KURDEN Wende ins Völkische

Die verbotene Arbeiterpartei Kurdistans (PKK) vollzieht unter Führung ihres im syrischen Exil lebenden Generalsekretärs Abdullah Öcalan eine Abkehr vom früheren linksradikalen Kurs und orientiert sich völkisch-nationalistisch. PKK-Funktionäre in Deutschland schlagen intern rassistische Töne an. So bezeichnen sie gegenüber ihren Organisationsmitgliedern die Türken als "Scheißvolk mongolisch-arabischer Mischlinge" und definieren die Kurden als "Volk der indogermanischen Rasse". Hammer und Sichel im Parteiemblem ließ Öcalan entfernen und durch eine Fackel ersetzen.
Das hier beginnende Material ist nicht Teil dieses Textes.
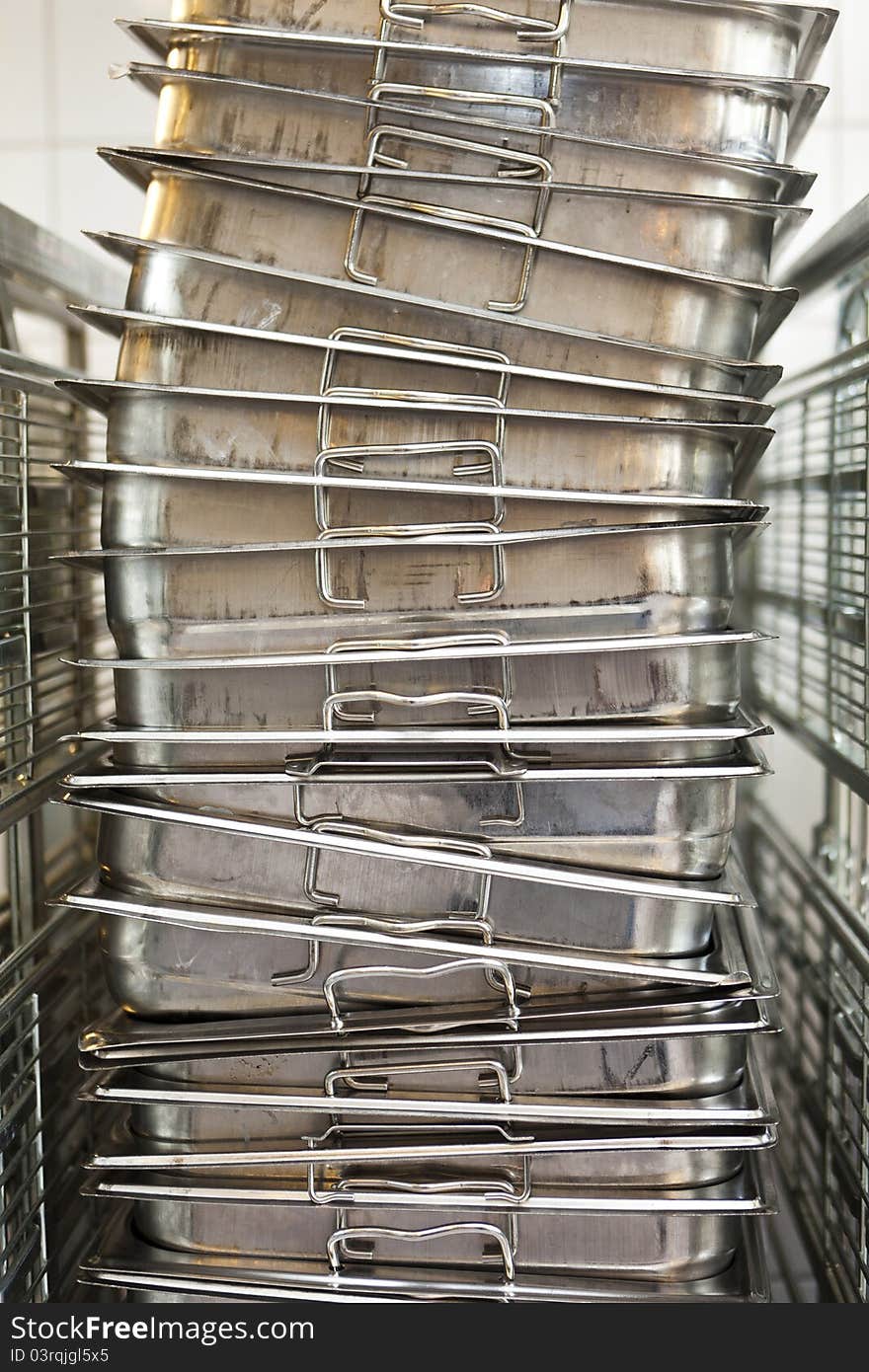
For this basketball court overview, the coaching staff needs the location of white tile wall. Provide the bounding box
[0,0,869,261]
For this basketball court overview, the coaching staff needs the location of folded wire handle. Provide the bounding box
[307,1154,531,1206]
[294,817,492,922]
[380,0,573,42]
[327,1222,516,1281]
[323,1058,511,1105]
[313,442,507,534]
[271,912,497,993]
[325,634,514,724]
[323,957,518,1026]
[323,690,510,731]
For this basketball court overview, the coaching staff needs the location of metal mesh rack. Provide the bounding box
[0,208,117,1302]
[744,806,869,1302]
[747,201,869,799]
[743,200,869,1302]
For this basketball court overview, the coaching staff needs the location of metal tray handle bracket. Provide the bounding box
[294,811,492,923]
[307,1154,531,1204]
[323,957,520,1031]
[368,80,557,146]
[317,324,511,409]
[325,634,514,724]
[380,0,573,42]
[314,521,507,611]
[327,1222,516,1281]
[323,1058,513,1105]
[313,442,507,534]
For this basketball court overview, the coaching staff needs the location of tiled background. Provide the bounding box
[0,0,869,269]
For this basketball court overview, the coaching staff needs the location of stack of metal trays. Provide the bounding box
[64,0,834,1302]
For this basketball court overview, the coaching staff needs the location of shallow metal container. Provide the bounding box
[69,521,757,657]
[67,867,752,1021]
[157,0,836,77]
[75,296,773,424]
[88,1108,775,1204]
[119,21,827,162]
[119,77,809,281]
[119,62,814,204]
[84,631,757,729]
[109,154,795,358]
[67,748,764,873]
[92,233,781,400]
[123,1180,763,1280]
[82,1024,775,1130]
[66,375,771,504]
[80,1214,769,1305]
[101,998,770,1113]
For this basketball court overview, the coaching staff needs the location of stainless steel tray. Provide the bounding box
[66,725,766,877]
[141,0,836,77]
[117,63,814,204]
[60,520,760,657]
[119,19,827,162]
[117,63,814,204]
[74,299,773,422]
[60,392,770,515]
[60,400,770,512]
[80,1213,769,1305]
[70,630,762,740]
[115,96,809,281]
[84,1168,770,1281]
[81,1033,775,1124]
[57,879,763,1021]
[105,151,796,358]
[91,233,781,400]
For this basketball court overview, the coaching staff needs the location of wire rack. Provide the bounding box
[743,806,869,1302]
[0,207,117,1304]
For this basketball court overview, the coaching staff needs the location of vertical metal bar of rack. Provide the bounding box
[742,199,869,1302]
[0,199,122,1302]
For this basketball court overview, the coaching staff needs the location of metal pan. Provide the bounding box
[72,713,771,768]
[79,463,766,550]
[67,520,760,657]
[76,978,777,1103]
[63,375,771,504]
[64,386,771,510]
[57,880,768,1015]
[63,823,750,976]
[71,301,773,424]
[85,1112,777,1206]
[84,1169,770,1281]
[112,152,796,358]
[115,75,809,281]
[91,233,781,400]
[126,21,827,162]
[116,63,816,204]
[117,63,814,204]
[81,1040,775,1124]
[148,0,836,77]
[70,631,760,731]
[66,752,763,894]
[80,1211,769,1305]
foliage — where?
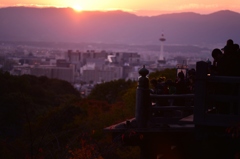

In Anweisungen an seine Kämpfer definiert Öcalan die PKK nicht als kommunistische Partei, sondern als "nationale Bewegung". In einem Gespräch mit Günter Wallraff äußerte der PKK-Führer sogar Verständnis für Rassisten in Deutschland: Leider habe die Rückständigkeit vieler illegal eingewanderter Kurden Deutschland "etwas verschmutzt", daher mache sich hier "berechtigterweise erneut Rassismus breit". Öcalan: "Ich finde, auch die Rechten sind im Recht. Ich denke an diesem Punkt nicht wie ein Sozialdemokrat." Wallraff zitiert dazu kurdische Freunde: "Lieber kein unabhängiges Kurdistan als eines unter Vorherrschaft der PKK."